So let’s go—we leave—crisscrossing Berlin—we take taxis—hit skin smells like black and white birch trees, that’s how happy he is—because those don’t smell—you can only see them, but he can’t—that’s why he smells like them. “It’s hard carrying a dead thing around with you,” he says.

True. My uncle once had to carry a dead body up from the river at night and he told me: “Dead bodies are heavy.” Is everything a dead body? Let’s get off and keep walking—with music in the background—and he was young and drowned in a kayak and with a white sweater. And he had a girl. And the moon was shining, the sun had borrowed it—let’s move on.

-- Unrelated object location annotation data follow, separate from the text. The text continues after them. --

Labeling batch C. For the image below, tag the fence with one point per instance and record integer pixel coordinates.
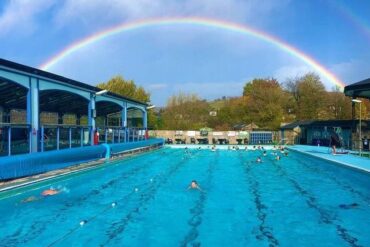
(217, 137)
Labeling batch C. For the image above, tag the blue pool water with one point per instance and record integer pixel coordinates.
(297, 201)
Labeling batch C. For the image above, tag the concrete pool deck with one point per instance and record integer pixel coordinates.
(349, 160)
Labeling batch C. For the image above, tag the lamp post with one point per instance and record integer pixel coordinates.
(359, 101)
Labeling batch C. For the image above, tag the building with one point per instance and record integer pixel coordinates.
(41, 111)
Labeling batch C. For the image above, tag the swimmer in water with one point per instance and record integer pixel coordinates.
(349, 206)
(194, 185)
(50, 192)
(45, 193)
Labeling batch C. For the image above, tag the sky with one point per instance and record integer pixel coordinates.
(168, 59)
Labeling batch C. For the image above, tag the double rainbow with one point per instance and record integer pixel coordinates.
(206, 22)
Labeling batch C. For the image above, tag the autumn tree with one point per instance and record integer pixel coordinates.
(264, 102)
(126, 88)
(309, 94)
(129, 89)
(185, 112)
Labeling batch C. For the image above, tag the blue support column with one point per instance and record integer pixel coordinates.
(91, 117)
(81, 136)
(113, 130)
(70, 137)
(33, 113)
(30, 139)
(9, 140)
(58, 137)
(145, 119)
(124, 120)
(42, 139)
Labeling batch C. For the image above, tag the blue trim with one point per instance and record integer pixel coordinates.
(9, 140)
(31, 164)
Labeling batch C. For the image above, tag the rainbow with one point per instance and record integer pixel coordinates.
(206, 22)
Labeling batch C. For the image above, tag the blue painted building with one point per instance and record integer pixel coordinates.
(41, 111)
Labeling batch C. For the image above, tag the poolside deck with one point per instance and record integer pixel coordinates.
(350, 160)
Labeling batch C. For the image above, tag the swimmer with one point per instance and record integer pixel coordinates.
(349, 206)
(30, 199)
(194, 185)
(50, 192)
(45, 193)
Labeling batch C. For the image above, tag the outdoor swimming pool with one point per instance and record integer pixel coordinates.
(297, 201)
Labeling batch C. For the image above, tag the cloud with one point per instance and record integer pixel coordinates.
(157, 86)
(104, 12)
(352, 71)
(19, 16)
(293, 71)
(205, 90)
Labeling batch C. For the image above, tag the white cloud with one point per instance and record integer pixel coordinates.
(352, 71)
(19, 16)
(157, 86)
(293, 71)
(104, 12)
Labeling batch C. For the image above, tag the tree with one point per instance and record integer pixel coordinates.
(129, 89)
(265, 100)
(309, 94)
(338, 106)
(185, 112)
(125, 88)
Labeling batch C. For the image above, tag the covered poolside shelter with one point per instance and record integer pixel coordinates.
(359, 89)
(42, 111)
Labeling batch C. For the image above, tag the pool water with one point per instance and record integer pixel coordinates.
(144, 201)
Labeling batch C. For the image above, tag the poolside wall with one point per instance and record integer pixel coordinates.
(231, 135)
(35, 163)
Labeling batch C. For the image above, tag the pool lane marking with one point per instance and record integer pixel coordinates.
(197, 211)
(324, 173)
(311, 201)
(120, 226)
(265, 230)
(334, 161)
(125, 174)
(67, 176)
(38, 227)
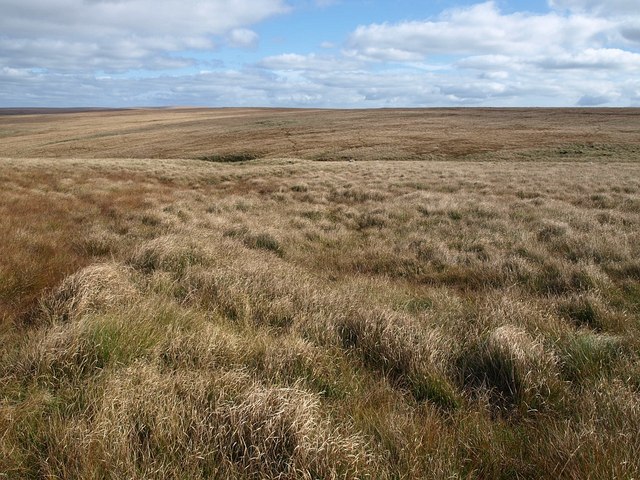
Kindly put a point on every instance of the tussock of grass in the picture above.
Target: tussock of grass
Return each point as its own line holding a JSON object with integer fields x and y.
{"x": 291, "y": 319}
{"x": 225, "y": 424}
{"x": 94, "y": 288}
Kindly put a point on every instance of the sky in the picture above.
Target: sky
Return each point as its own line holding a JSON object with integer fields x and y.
{"x": 319, "y": 53}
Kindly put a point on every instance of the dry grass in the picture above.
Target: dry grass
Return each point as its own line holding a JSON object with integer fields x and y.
{"x": 295, "y": 318}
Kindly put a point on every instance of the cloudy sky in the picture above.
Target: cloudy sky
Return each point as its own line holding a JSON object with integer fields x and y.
{"x": 319, "y": 53}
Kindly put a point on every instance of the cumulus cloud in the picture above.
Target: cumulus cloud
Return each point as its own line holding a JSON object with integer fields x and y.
{"x": 608, "y": 7}
{"x": 479, "y": 29}
{"x": 243, "y": 38}
{"x": 117, "y": 35}
{"x": 574, "y": 54}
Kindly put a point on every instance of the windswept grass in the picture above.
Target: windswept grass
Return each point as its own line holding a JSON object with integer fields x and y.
{"x": 300, "y": 319}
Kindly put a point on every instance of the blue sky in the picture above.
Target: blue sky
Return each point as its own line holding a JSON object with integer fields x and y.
{"x": 319, "y": 53}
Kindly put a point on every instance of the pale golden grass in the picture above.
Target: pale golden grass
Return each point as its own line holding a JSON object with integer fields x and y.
{"x": 288, "y": 318}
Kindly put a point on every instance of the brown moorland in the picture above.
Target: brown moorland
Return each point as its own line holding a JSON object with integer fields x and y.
{"x": 219, "y": 293}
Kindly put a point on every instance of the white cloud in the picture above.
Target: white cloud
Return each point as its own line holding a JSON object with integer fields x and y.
{"x": 117, "y": 35}
{"x": 479, "y": 29}
{"x": 608, "y": 7}
{"x": 575, "y": 54}
{"x": 243, "y": 38}
{"x": 311, "y": 62}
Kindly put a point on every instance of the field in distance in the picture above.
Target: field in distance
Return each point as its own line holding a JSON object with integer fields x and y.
{"x": 219, "y": 293}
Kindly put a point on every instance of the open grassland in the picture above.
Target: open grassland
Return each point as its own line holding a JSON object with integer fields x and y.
{"x": 181, "y": 299}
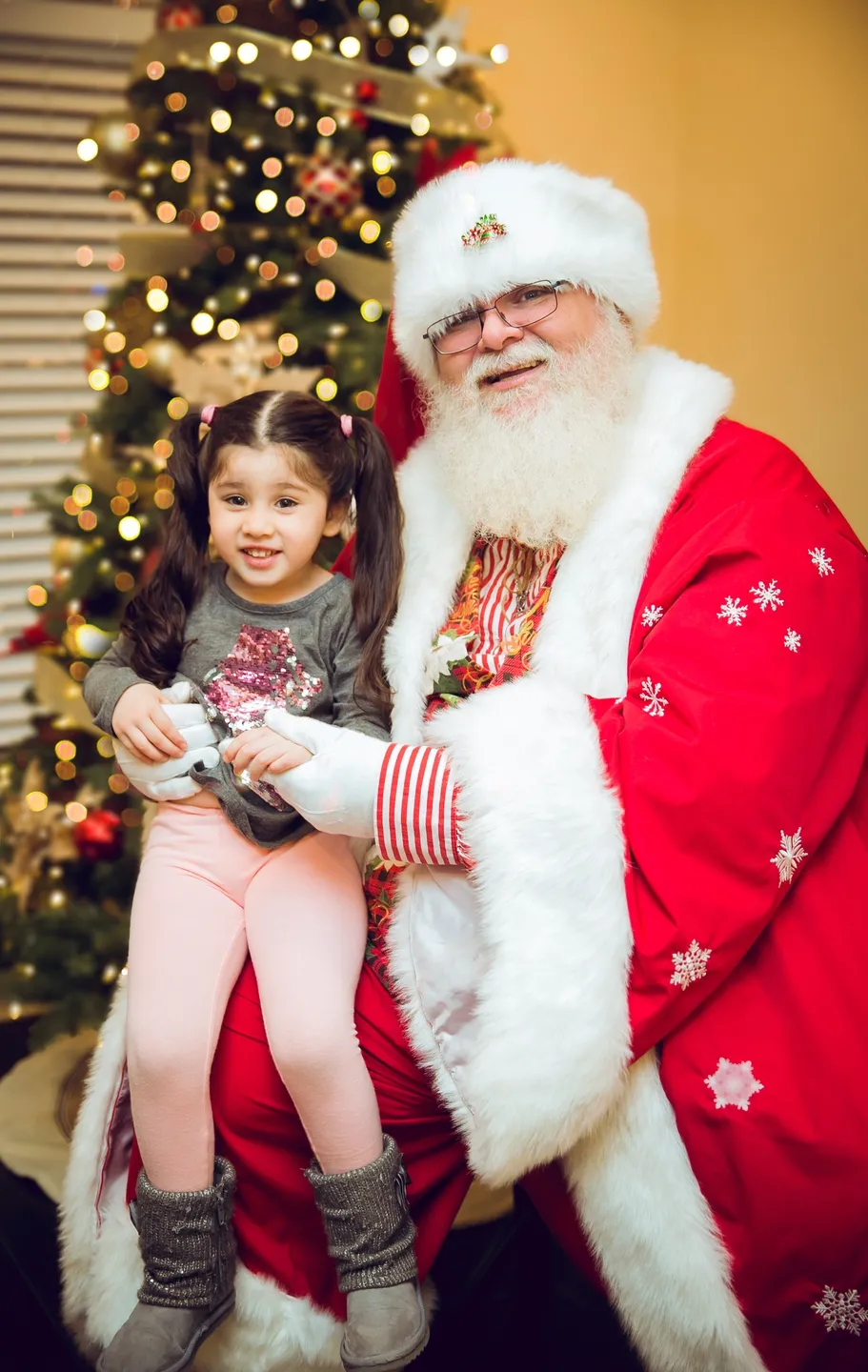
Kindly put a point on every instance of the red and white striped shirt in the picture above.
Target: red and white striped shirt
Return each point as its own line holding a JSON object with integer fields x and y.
{"x": 417, "y": 814}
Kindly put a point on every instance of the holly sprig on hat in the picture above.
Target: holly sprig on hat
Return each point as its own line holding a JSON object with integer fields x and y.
{"x": 486, "y": 228}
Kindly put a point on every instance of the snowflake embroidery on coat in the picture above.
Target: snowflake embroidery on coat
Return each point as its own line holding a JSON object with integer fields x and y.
{"x": 789, "y": 857}
{"x": 820, "y": 560}
{"x": 733, "y": 611}
{"x": 840, "y": 1310}
{"x": 690, "y": 966}
{"x": 656, "y": 704}
{"x": 733, "y": 1084}
{"x": 767, "y": 595}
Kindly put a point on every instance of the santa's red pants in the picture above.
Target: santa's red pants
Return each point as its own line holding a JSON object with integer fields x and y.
{"x": 278, "y": 1231}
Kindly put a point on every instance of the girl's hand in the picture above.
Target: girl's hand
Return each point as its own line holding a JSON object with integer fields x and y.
{"x": 144, "y": 727}
{"x": 259, "y": 751}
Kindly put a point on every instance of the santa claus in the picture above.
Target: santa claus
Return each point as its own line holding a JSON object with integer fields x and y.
{"x": 618, "y": 938}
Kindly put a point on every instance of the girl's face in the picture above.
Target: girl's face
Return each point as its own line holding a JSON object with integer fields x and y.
{"x": 266, "y": 523}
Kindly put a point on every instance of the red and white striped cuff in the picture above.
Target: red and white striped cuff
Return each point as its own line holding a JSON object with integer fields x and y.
{"x": 415, "y": 816}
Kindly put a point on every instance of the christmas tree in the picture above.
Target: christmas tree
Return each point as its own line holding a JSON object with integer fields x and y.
{"x": 269, "y": 147}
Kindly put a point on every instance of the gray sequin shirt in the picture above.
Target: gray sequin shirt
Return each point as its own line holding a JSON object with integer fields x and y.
{"x": 244, "y": 658}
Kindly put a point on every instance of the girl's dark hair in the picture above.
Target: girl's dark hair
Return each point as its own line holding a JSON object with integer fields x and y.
{"x": 359, "y": 467}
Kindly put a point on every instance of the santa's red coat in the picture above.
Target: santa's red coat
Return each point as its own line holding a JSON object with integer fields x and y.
{"x": 737, "y": 755}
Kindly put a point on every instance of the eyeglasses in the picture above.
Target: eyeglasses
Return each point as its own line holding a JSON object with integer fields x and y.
{"x": 518, "y": 308}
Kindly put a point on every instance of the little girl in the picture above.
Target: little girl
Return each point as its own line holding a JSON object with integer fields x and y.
{"x": 240, "y": 610}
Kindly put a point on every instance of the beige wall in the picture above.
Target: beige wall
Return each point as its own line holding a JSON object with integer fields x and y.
{"x": 742, "y": 127}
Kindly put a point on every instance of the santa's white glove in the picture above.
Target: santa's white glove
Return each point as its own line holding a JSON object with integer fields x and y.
{"x": 171, "y": 779}
{"x": 336, "y": 791}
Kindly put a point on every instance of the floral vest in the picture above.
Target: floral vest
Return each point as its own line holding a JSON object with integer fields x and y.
{"x": 458, "y": 678}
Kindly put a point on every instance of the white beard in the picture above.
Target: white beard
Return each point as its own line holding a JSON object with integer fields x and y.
{"x": 531, "y": 463}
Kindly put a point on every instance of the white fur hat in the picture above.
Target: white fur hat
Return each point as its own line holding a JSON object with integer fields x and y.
{"x": 550, "y": 224}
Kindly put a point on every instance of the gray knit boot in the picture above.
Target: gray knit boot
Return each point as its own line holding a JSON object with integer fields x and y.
{"x": 371, "y": 1235}
{"x": 188, "y": 1250}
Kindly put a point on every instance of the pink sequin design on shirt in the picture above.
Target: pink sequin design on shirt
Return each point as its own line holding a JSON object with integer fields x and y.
{"x": 261, "y": 673}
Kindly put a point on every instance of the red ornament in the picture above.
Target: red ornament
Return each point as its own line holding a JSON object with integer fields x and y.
{"x": 330, "y": 186}
{"x": 180, "y": 14}
{"x": 34, "y": 636}
{"x": 99, "y": 837}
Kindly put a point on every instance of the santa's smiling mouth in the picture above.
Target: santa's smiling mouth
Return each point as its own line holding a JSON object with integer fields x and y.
{"x": 515, "y": 376}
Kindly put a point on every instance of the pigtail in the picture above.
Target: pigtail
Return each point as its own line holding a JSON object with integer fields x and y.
{"x": 155, "y": 619}
{"x": 377, "y": 555}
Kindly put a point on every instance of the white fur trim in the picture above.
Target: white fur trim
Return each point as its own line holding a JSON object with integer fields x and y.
{"x": 656, "y": 1240}
{"x": 546, "y": 1073}
{"x": 269, "y": 1331}
{"x": 559, "y": 225}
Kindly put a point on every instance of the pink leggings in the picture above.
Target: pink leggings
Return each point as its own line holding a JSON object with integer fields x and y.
{"x": 205, "y": 898}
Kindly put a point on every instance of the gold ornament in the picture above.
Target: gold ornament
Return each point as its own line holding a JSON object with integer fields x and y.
{"x": 97, "y": 467}
{"x": 36, "y": 837}
{"x": 155, "y": 249}
{"x": 362, "y": 276}
{"x": 162, "y": 354}
{"x": 117, "y": 151}
{"x": 55, "y": 691}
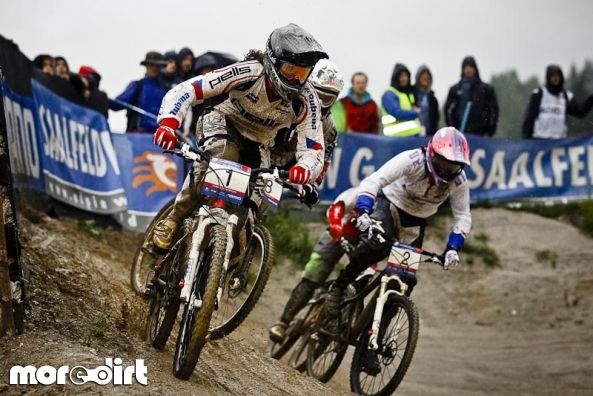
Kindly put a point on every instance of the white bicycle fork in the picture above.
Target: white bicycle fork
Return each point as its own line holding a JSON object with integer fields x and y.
{"x": 381, "y": 299}
{"x": 205, "y": 219}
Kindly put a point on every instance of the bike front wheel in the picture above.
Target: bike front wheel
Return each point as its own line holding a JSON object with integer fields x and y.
{"x": 145, "y": 258}
{"x": 327, "y": 345}
{"x": 193, "y": 330}
{"x": 380, "y": 372}
{"x": 244, "y": 284}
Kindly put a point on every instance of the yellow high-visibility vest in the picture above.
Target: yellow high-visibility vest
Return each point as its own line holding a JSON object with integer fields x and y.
{"x": 395, "y": 128}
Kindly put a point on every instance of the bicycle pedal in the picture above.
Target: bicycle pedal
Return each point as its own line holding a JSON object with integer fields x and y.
{"x": 149, "y": 291}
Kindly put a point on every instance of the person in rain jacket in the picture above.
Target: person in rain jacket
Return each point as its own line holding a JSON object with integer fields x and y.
{"x": 426, "y": 101}
{"x": 471, "y": 104}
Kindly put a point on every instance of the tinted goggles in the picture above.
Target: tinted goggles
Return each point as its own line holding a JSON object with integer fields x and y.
{"x": 293, "y": 74}
{"x": 446, "y": 169}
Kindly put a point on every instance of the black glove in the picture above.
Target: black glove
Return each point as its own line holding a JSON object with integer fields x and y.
{"x": 311, "y": 196}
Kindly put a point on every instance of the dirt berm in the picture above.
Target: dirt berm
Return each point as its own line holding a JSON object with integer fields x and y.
{"x": 523, "y": 328}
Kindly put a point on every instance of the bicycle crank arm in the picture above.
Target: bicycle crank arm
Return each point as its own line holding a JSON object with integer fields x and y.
{"x": 230, "y": 243}
{"x": 381, "y": 299}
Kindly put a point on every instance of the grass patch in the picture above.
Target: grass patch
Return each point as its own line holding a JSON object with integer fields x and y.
{"x": 480, "y": 249}
{"x": 547, "y": 256}
{"x": 579, "y": 214}
{"x": 90, "y": 227}
{"x": 291, "y": 237}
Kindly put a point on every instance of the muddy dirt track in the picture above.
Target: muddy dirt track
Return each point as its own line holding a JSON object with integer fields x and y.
{"x": 525, "y": 328}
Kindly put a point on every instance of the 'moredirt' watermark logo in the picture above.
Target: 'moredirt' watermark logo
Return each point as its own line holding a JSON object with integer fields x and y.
{"x": 111, "y": 373}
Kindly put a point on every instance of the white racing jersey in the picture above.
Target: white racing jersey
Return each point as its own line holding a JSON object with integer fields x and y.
{"x": 284, "y": 154}
{"x": 405, "y": 181}
{"x": 249, "y": 111}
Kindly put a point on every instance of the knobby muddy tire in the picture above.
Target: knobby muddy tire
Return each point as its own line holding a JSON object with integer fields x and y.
{"x": 183, "y": 366}
{"x": 362, "y": 345}
{"x": 264, "y": 274}
{"x": 313, "y": 351}
{"x": 159, "y": 340}
{"x": 138, "y": 263}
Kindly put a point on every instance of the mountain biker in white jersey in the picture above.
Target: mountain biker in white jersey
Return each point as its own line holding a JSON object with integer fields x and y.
{"x": 328, "y": 83}
{"x": 258, "y": 99}
{"x": 401, "y": 195}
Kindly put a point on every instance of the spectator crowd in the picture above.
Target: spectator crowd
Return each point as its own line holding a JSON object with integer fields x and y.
{"x": 407, "y": 107}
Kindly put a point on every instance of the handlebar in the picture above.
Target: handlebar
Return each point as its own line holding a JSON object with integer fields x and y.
{"x": 185, "y": 151}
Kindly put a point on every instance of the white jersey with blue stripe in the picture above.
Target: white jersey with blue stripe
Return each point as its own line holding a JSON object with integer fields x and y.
{"x": 405, "y": 181}
{"x": 249, "y": 110}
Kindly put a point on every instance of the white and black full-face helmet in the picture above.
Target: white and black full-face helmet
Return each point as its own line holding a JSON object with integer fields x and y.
{"x": 328, "y": 82}
{"x": 291, "y": 54}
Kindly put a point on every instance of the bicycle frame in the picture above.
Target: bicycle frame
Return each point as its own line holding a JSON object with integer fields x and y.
{"x": 206, "y": 217}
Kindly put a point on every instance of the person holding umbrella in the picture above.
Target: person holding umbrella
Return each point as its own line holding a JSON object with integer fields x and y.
{"x": 145, "y": 94}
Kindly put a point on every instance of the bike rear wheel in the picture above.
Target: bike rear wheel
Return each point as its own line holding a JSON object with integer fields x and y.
{"x": 398, "y": 335}
{"x": 160, "y": 321}
{"x": 193, "y": 330}
{"x": 251, "y": 275}
{"x": 164, "y": 300}
{"x": 144, "y": 262}
{"x": 327, "y": 345}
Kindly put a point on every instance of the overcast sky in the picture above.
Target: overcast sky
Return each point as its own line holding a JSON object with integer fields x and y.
{"x": 371, "y": 36}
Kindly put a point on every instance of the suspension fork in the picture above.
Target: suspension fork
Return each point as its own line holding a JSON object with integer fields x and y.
{"x": 230, "y": 243}
{"x": 194, "y": 254}
{"x": 381, "y": 299}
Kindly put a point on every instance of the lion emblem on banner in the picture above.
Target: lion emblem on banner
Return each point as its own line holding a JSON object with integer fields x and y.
{"x": 158, "y": 170}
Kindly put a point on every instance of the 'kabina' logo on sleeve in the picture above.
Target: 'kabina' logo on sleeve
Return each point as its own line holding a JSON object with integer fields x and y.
{"x": 158, "y": 170}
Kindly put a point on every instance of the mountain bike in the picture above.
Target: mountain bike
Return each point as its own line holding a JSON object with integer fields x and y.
{"x": 220, "y": 261}
{"x": 384, "y": 329}
{"x": 298, "y": 332}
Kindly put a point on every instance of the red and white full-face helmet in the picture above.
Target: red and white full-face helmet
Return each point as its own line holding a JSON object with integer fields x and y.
{"x": 447, "y": 155}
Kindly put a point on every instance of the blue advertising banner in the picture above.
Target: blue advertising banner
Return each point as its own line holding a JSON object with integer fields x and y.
{"x": 150, "y": 178}
{"x": 23, "y": 130}
{"x": 79, "y": 162}
{"x": 502, "y": 169}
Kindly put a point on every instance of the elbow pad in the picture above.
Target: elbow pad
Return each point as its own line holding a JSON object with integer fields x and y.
{"x": 364, "y": 203}
{"x": 455, "y": 241}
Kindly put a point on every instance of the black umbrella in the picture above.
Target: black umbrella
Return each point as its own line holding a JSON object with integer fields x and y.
{"x": 213, "y": 59}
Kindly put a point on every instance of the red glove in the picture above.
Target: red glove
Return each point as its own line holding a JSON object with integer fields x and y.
{"x": 319, "y": 179}
{"x": 298, "y": 174}
{"x": 335, "y": 214}
{"x": 350, "y": 228}
{"x": 165, "y": 134}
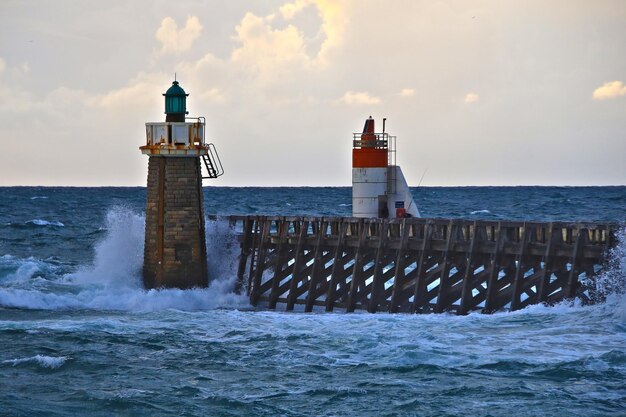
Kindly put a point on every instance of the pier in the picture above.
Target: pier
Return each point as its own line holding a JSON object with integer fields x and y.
{"x": 414, "y": 265}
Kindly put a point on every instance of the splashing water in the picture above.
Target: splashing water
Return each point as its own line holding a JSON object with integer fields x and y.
{"x": 113, "y": 281}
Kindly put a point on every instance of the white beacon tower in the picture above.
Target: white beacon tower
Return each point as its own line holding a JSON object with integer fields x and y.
{"x": 378, "y": 185}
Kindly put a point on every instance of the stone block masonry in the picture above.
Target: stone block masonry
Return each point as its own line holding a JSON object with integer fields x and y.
{"x": 175, "y": 249}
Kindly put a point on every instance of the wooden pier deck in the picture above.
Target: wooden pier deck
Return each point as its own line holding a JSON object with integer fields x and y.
{"x": 416, "y": 265}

We drink vodka in a Russian restaurant. They have schnapps here that tastes like a meadow—“and you know, the wallpaper, it’s covered with flowers that are laughing their heads off”—I love you because I’m good to you. And we keep going—there’s a hard wind blowing and voices and streets—“Can you smell it if it’s getting dark?” Something inside me dissolves in so much calmness—I’m holding his hand and he trusts me, when I guise him—I must not become this way. How am I ever going to get anywhere? Let’s eat something.

We enter a restaurant on Wittenbergplatz. We’re sitting by the window. He has to talk to me, or else I won’t know that he’s having a good time, because his eyes are mute and his mouth is bitter and all he’s got left is his voice and a light. And through the slit in the dark forest green curtains, one can see the shimmer of red neon lights from afar. “Are you happy?” Sure I am. Beer is good when you’re thirsty. “Does it taste blonde?”

Let’s move on—I’m afraid that he’s no longer happy, but there’s a feeling of trust emanating from his arm. I’m his salvation at every intersection.

He’s sucking in the air and asks me: “Are there any stars?”

I look for them.

“Yes, there are stars,” I lie and I give them to him—there are no stars, but there must be some behind the clouds and they must be shining inside-out tonight. I love stars, but I hardly ever notice them. I guess when you’re blind, you realize how much you forgot to see.

And then we go to a cafe—I give me heart to you, only to you—the violinist has a way of singing! We have something sweet that tastes pink—be happy—I want to, want to so badly. That let me get drunk.

“Doris—a forest,” he says.

A forest?—but we’re in Berlin. I’m not looking at anybody—I’m living only for you—that guy over there—live your own life, something from Sunday school which I used to skip and would go dancing instead—what do I care about God, while I’m still wondering where babies really come from—but you find out soon enough.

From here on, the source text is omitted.